Одним из аспектов проблемы, который относительно легко вычленить и охарактеризовать, оказывается частый у Галчинского прием — введение в поэтический текст фрагментов (названий, отдельных строк, рефренов) русских народных песен и цыганских романсов. Обычно поэт берет их в кавычки, приводит в оригинальном звучании, поэтому идентифицировать их легко. Встречаются, однако, и такие, выявить которые уже сложнее, поскольку это свободные парафразы, далекие от первоисточника, а порой лишь напоминающие о нем сходной эмоциональной атмосферой. Цитаты, введенные таким образом, функционируют как символы, концентрат русского духа, как позывные, наделенные исключительной способностью пробуждать самые разные ассоциации, складывающиеся в авторское видение русской культуры. Русскость часто возникает в контексте гротескной насмешливости, в то же время ей присущи лиризм и задумчивая нежность. Присмотримся к этим русско-цыганским блесткам, сливающимся в интертекстуальную гирлянду.

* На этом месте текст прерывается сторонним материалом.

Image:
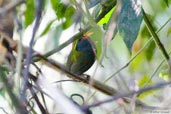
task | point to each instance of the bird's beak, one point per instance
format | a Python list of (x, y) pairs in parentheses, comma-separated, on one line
[(87, 35)]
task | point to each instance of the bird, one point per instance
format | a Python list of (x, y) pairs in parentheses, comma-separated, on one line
[(82, 55), (6, 30)]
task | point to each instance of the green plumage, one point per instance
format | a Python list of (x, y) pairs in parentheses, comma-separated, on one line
[(82, 56)]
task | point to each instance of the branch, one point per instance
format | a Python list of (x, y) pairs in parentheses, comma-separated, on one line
[(117, 96), (157, 40)]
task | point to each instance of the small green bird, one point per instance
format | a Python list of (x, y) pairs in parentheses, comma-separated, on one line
[(82, 56)]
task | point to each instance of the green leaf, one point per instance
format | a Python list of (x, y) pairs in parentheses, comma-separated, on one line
[(169, 31), (150, 51), (64, 12), (144, 80), (129, 21), (54, 4), (106, 18), (53, 38), (164, 75), (29, 13), (93, 3), (97, 39), (47, 28), (167, 2), (68, 14)]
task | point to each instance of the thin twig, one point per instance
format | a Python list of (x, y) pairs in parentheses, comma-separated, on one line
[(30, 50), (137, 54), (76, 36)]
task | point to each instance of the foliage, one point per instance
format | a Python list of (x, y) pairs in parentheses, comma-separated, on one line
[(138, 49)]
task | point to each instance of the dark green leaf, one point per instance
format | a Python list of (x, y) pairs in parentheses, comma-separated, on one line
[(92, 3), (30, 12), (54, 4), (129, 21), (150, 51), (167, 2), (47, 28)]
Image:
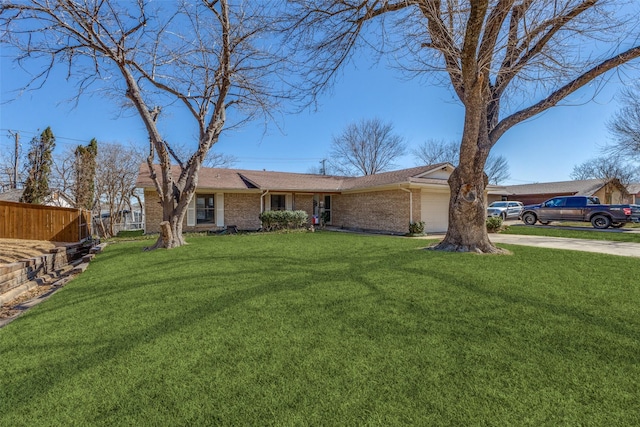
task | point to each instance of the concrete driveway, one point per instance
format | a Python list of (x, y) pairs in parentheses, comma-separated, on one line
[(598, 246), (585, 245)]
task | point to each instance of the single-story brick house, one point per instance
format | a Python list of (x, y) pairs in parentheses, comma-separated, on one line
[(384, 202), (634, 193), (609, 191)]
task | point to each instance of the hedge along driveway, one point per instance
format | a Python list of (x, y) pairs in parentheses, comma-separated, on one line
[(333, 329)]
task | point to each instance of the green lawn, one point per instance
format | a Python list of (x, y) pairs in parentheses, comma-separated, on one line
[(329, 329), (587, 233)]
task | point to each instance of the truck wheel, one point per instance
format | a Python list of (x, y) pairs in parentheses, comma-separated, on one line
[(529, 218), (600, 221)]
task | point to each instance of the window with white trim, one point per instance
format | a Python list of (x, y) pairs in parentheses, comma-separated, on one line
[(278, 202), (205, 209)]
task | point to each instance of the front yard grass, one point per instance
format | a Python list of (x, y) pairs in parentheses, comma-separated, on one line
[(329, 329), (587, 233)]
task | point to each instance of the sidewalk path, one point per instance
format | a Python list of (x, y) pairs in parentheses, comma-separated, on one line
[(598, 246)]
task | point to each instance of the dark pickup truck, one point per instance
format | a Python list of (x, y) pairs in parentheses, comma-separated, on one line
[(581, 208)]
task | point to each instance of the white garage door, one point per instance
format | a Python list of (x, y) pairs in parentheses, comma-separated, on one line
[(435, 211)]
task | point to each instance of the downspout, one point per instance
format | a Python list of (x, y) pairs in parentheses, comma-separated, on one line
[(264, 193), (410, 203)]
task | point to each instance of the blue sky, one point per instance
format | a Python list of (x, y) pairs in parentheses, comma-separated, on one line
[(543, 149)]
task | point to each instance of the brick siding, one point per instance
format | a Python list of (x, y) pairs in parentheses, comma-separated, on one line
[(385, 211), (240, 209)]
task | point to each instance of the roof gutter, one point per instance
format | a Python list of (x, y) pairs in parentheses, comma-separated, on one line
[(410, 203), (264, 193)]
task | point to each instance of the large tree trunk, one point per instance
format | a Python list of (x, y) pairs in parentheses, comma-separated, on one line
[(467, 230)]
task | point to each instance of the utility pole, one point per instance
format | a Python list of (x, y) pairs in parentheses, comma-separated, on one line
[(16, 153)]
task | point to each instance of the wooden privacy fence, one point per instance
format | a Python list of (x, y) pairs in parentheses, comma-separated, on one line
[(38, 222)]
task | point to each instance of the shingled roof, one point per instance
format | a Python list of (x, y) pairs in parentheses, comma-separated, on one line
[(238, 179), (585, 187)]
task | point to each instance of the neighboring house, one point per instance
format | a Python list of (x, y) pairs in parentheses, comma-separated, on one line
[(55, 198), (610, 192), (384, 202)]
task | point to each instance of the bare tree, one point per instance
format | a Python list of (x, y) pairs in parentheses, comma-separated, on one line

В бутафорских «Пяти доносах» (1934), к примеру, речь идет о невыносимых соседках — это «пять вдов генералов царских», у которых — «едва блеснет на небе месяц» — слышен звон гитар и пение «Razbiéj bakáł!». Инкрустирующая рассказ иноязычная фраза отсылает к одной из самых характерных деталей русских романсов, где часто поется о том, как рюмки бьют на счастье, а еще чаще о том, как их бьют в минуты особенно горького отчаяния. Это восклицание из популярного «жестокого» романса «Налей бокал», написанного Львом Дризо до 1917 г., а в двадцатые годы ХХ века более всего известного в исполнении знаменитого, жившего тогда в Польше, Юрия Морфесси. В романсе настойчиво звучит мотив полного глубокой безнадежности самоубийственного осознания бессмысленности жизни после утраты возлюбленной, которая ушла с другим:

Ах, если в жизни всё виноЛюбви твоей испито,Разбей бокал свой — всё равноВся жизнь уже разбита. Разбей бокал! В нём нет вина.Коль нет вина, так нет и счастья.В вине и страсть, и глубина,Забвенье мук и призрак счастья.(«Налей бокал», слова В. Овчаренко, Л. Дризо, музыка Л. Дризо)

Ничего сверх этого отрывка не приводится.